6 réponses à “Anthropocène : peut-on concilier lucidité et optimisme ?”

  1. Avatar de Didier Pouvreau
    Didier Pouvreau

    Intéressant de connaître un peu de l’homme qui se cache derrière l’économiste 😉

  2. Avatar de benoit
    benoit

    bel élan d’optimisme Alain, merci de partager ce cri du coeur !

    j’ajouterais qu’on a pas le choix mais qu’on se doit d’être optimistes, créatifs, enthousiastes et entreprenants : la plus grande pente qui attire l’humanité n’est pas très engageante, et les leviers pour faire bouger la trajectoire sont heureusement nombreux mais demanderont des efforts, de la constance, et sont des chemins exigeants.
    par contre la transformation individuelle qui me semble nécessaire est peut être un peu trop lente à advenir, non ?

    en tout cas merci !

  3. Avatar de Pierre Lanéry
    Pierre Lanéry

    Une sinon la première des conditions est de combattre l’égoïsme de chaque peuple, de chaque collectivité, de chaque classe sociale, de chacun !

  4. Avatar de Thierry Caminel
    Thierry Caminel

    Il est peu probable que les technologies bas carbones puissent être diffusee à grande échelle car leur EROI ‘tout compris’ est faible. Or dans un monde en contrainte énergétique, ça limite le taux de diffusion à une valeur donnée par le théorème de Pierce sur l’énergie cannibale.
    Il y a aussi tout un tas de contraintes physiques pour limiter ce taux.

    On est devant une baisse des excédents énergétiques par habitant sans précédent dans l’histoire de l’humanité. Le fait qu’on ait pas la lucidité de le reconnaître ne me rend pas très optimiste. Ce qui n’empêche pas d’agir. Je fais mienne pour ma part cette citation de Paul Ehrlich:

    « Nous estimons que la probabilité d’éviter l’effondrement n’est que d’environ 10 %. Et nous pensons que, pour le bénéfice des générations futures, cela vaut le coup de se battre pour monter cette probabilité à 11 %. »

    1. Avatar de Alain Grandjean
      Alain Grandjean

      Bonsoir Thierry
      Merci pour ce message et pour la citation de paul ehrlich.
      L’EROI de l’énergie solaire croit c’est qu’ a mis en évidence Nicolas Ott. et l’efficacité energétique n’a pas dit son dernier mot.
      Reparlons-en .
      bonne soirée et bien cdt
      ag

  5. Avatar de Thierry Caminel
    Thierry Caminel

    Bonjour Alain

    L’efficacité énergétiques n’a peut être pas dit son dernier mot, mais force est de constater que, pour le moment, elle m’a marque le pas : l’intensité énergétique du PIB ne s’améliore presque plus au niveau mondial, et dans de nombreux pays.

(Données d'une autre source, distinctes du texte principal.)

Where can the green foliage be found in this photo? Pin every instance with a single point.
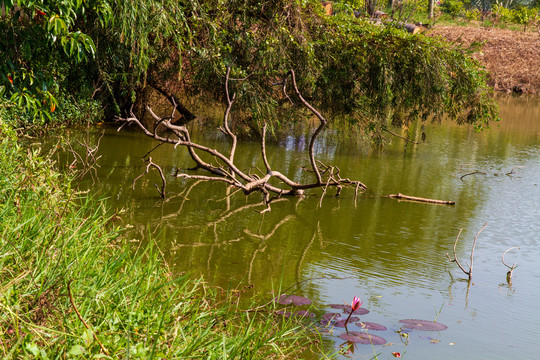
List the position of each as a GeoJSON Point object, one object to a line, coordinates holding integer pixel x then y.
{"type": "Point", "coordinates": [67, 279]}
{"type": "Point", "coordinates": [524, 16]}
{"type": "Point", "coordinates": [41, 46]}
{"type": "Point", "coordinates": [345, 66]}
{"type": "Point", "coordinates": [454, 8]}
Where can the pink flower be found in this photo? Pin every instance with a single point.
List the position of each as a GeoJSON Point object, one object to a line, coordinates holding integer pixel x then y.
{"type": "Point", "coordinates": [355, 305]}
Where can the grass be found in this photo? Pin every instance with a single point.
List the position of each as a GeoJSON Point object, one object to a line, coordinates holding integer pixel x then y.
{"type": "Point", "coordinates": [72, 287]}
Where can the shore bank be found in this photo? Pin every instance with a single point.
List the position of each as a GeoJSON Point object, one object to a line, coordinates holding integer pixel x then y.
{"type": "Point", "coordinates": [512, 58]}
{"type": "Point", "coordinates": [72, 286]}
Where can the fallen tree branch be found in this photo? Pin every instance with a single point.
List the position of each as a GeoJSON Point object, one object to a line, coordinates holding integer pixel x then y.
{"type": "Point", "coordinates": [467, 272]}
{"type": "Point", "coordinates": [473, 173]}
{"type": "Point", "coordinates": [414, 198]}
{"type": "Point", "coordinates": [224, 168]}
{"type": "Point", "coordinates": [163, 181]}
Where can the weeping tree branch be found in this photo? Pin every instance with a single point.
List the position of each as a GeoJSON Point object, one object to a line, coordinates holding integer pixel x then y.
{"type": "Point", "coordinates": [224, 169]}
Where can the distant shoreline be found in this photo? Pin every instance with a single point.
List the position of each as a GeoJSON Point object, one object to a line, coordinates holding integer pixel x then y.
{"type": "Point", "coordinates": [512, 58]}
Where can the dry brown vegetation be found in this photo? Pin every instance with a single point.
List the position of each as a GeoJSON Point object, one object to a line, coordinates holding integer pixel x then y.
{"type": "Point", "coordinates": [512, 58]}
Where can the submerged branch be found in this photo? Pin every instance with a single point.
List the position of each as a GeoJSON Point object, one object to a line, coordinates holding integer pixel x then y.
{"type": "Point", "coordinates": [224, 169]}
{"type": "Point", "coordinates": [414, 198]}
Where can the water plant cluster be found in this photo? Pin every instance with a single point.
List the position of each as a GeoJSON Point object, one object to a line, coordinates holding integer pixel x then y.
{"type": "Point", "coordinates": [356, 331]}
{"type": "Point", "coordinates": [71, 286]}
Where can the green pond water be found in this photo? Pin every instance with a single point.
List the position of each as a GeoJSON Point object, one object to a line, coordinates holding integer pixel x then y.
{"type": "Point", "coordinates": [390, 253]}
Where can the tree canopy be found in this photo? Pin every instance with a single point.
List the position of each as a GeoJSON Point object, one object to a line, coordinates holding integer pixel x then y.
{"type": "Point", "coordinates": [372, 75]}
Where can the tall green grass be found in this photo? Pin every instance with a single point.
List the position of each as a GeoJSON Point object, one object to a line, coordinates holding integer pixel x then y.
{"type": "Point", "coordinates": [72, 287]}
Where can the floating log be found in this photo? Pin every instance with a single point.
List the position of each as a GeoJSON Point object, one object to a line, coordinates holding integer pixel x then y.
{"type": "Point", "coordinates": [414, 198]}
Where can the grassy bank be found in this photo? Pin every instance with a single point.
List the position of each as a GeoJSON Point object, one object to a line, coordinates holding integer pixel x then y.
{"type": "Point", "coordinates": [71, 286]}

    Une des raisons je pense est la baisse structurelle des EROI. À ce sujet, l’étude de Nicholas Ott est intéressante. Mais je suis dubitatif sur son raisonnement conduisant à une multiplication par 10 des EROI calculés par Pietro et Hall, surtout si on considère le système connecté. Je conseillerais d’approfondir, par exemple à partir de l’analyse qu’on peut trouver ici:

    http://www.lowtechmagazine.com/2015/05/sustainability-off-grid-solar-power.html
    http://www.lowtechmagazine.com/2015/04/how-sustainable-is-pv-solar-power.html

    Ça n’empêche pas bien sûr qu’il faut investir pour atteindre ces 25% de l’électricité en solaire!

    À ce sujet, que penses tu du ‘Global Apollo Program to Facile Climat Change’ soutenu par Nicolas Stern?

    http://www.globalapolloprogram.org

    Ce qui me rend plutôt pessimiste, c’est que les ONG sont contre ce programme… à cause du nucléaire et de la séquestration carbone. Ça illustre à mon avis le problème d’acceptabilité de toutes solutions qui soient à la hauteur de l’enjeu. Comment faire changer les choses avec des impacts qui sur les modes de vie, le travail, les loisirs, l’alimentation, les craintes ? L’information ne suffit pas, et certaines formes d’optimisme peuvent être contre productives.